Literaturtheorie in verflechtungsgeschichtlicher Perspektive
Im Zentrum des gemeinsam mit Prof. Dr. Schamma Schahadat (Tübingen) und PD Dr. Michał Mrugalski (Tübingen) geleiteten Projekts steht ein forschungsorientiertes Handbuch mit dem Titel "Literary Theory between East and West.
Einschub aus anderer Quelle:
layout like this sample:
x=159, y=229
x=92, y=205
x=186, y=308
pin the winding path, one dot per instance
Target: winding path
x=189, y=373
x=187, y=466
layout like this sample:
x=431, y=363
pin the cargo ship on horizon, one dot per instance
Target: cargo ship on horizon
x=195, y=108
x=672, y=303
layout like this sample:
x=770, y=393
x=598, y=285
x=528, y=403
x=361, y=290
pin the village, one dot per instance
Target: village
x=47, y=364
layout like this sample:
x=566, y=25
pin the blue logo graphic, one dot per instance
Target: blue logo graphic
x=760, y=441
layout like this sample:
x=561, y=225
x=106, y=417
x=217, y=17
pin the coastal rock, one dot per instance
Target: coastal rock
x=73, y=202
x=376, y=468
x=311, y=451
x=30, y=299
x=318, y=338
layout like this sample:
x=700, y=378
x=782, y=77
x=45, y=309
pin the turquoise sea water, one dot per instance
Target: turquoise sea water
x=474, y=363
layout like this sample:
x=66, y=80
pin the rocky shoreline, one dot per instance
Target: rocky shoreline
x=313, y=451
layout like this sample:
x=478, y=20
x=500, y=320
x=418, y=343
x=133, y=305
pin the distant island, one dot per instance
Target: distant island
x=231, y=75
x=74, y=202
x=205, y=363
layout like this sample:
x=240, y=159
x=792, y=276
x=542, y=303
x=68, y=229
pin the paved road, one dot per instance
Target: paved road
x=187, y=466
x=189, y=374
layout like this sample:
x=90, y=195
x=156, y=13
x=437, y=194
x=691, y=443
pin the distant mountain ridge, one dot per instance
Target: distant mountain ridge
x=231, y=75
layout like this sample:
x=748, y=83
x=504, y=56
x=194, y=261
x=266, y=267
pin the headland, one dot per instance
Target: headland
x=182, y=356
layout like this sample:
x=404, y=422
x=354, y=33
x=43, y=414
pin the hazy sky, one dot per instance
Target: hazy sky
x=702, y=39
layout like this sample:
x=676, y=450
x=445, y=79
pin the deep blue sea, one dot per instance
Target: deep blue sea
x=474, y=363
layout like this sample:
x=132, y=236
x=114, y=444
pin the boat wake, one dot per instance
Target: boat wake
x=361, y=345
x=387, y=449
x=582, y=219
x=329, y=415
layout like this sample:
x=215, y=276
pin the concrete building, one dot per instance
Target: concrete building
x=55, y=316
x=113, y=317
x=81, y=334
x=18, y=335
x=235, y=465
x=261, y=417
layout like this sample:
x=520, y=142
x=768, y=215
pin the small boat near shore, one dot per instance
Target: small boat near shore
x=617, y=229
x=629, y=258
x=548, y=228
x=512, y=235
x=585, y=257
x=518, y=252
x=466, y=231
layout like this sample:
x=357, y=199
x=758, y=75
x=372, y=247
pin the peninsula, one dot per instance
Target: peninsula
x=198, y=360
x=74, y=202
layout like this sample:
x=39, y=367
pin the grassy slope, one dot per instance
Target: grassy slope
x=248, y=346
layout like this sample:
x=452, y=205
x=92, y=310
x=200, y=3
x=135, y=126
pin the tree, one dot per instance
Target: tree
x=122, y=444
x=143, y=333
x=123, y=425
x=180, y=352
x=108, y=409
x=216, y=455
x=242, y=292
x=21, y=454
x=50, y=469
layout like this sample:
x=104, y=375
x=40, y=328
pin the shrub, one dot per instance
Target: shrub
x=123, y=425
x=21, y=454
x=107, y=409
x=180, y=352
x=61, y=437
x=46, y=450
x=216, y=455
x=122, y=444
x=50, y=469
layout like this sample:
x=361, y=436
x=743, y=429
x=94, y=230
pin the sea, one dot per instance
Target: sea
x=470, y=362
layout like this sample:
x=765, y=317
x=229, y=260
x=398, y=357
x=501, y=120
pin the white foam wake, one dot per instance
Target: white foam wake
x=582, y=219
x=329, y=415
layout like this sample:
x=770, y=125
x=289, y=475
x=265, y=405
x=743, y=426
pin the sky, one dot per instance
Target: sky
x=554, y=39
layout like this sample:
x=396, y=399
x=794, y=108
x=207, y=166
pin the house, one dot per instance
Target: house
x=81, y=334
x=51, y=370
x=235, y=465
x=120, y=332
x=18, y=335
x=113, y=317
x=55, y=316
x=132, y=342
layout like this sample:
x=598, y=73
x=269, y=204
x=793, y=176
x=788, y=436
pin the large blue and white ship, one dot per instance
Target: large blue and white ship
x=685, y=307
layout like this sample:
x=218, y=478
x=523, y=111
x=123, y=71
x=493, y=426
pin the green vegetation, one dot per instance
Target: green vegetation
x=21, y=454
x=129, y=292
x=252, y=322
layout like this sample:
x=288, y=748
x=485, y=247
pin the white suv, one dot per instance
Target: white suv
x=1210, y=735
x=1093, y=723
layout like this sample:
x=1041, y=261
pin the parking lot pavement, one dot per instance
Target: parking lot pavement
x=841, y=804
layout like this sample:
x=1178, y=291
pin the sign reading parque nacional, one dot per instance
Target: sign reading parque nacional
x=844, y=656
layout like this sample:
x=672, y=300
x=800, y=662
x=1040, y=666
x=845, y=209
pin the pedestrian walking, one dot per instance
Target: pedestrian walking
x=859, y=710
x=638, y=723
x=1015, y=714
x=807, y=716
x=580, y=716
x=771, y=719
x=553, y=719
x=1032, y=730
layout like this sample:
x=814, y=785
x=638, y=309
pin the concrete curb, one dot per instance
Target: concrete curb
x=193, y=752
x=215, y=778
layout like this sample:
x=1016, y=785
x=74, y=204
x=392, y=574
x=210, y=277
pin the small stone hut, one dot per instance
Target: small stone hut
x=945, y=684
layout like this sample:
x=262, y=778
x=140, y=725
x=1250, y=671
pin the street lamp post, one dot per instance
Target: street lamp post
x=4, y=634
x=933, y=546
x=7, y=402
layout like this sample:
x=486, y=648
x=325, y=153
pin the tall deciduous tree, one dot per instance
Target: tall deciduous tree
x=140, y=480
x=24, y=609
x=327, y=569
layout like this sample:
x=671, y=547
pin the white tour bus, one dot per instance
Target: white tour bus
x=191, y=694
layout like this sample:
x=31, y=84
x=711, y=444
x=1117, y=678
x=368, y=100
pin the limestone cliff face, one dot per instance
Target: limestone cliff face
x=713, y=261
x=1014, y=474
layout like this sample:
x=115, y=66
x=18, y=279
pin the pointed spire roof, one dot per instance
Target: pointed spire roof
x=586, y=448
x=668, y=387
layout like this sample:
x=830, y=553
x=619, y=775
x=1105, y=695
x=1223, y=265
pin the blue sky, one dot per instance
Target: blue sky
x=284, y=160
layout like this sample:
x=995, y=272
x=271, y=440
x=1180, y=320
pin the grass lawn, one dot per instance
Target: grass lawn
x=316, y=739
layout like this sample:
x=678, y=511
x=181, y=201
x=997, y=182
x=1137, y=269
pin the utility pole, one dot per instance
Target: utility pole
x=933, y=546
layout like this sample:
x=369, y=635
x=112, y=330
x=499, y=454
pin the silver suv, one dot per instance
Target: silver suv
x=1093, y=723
Transcultural and Transdisciplinary Movements from Russian Formalism to Cultural Studies" (de Gruyter).
Während es zu Beginn des 20. Jahrhunderts zwischen den Kulturen des deutschsprachigen Raums, Polens, der Tschechoslowakei und Russlands intensive intellektuelle Bewegungen gab, die ein gemeinsames theoretisches Feld erzeugten, war dieser Austausch im weiteren Verlauf des Jahrhunderts aufgrund der politischen Rahmenbedingungen über lange Zeiträume hinweg nur eingeschränkt möglich, so dass große Teile (ost)mitteleuropäischen Denkens und Wissens in Westeuropa und im anglo-amerikanischen Bereich nicht oder nur wenig zur Kenntnis genommen wurden. Einige der Theorien gelangten allerdings durch exilierte Wissenschaftler/innen in den westlichen literaturtheoretischen Diskurs, wo sie teilweise in neuen kulturellen Kontexten transformiert wurden. Ein Beispiel ist Michail Bachtins Dialogizitätskonzept, das im Kontext des französischen Poststrukturalismus zur Intertextualitätstheorie geweitet wurde, ein anderes der Rückgriff der Konstanzer Rezeptionsästhetik auf die Weiterentwicklungen von Roman Ingardens Konzept der Konkretisation im Prager Strukturalismus. Solche verflechtungsgeschichtliche Dimension der mittel- und osteuropäischen Theoriebildung, ihre Bewegungen, Dialoge, Usurpationen bzw. Transformationen macht das Handbuch sichtbar.
Im Anschluss und über den Rahmen des Handbuchs hinausgehend gilt das Forschungsinteresse dem größeren europäischen (kultur-)philosophischen Diskussionszusammenhang, in dem innovative Literaturtheorien wie der russische Formalismus und der tschechische Strukturalismus entstanden, aber auch der in Mittel- und Osteuropa starken Ausprägung phänomenologischer Ansätze, außerdem den Positionen, die dabei zum Wechselbezug von theoretischer Reflexion und künstlerischer Praxis eingenommen wurden. Diese Themen sollen in Workshops vertieft werden.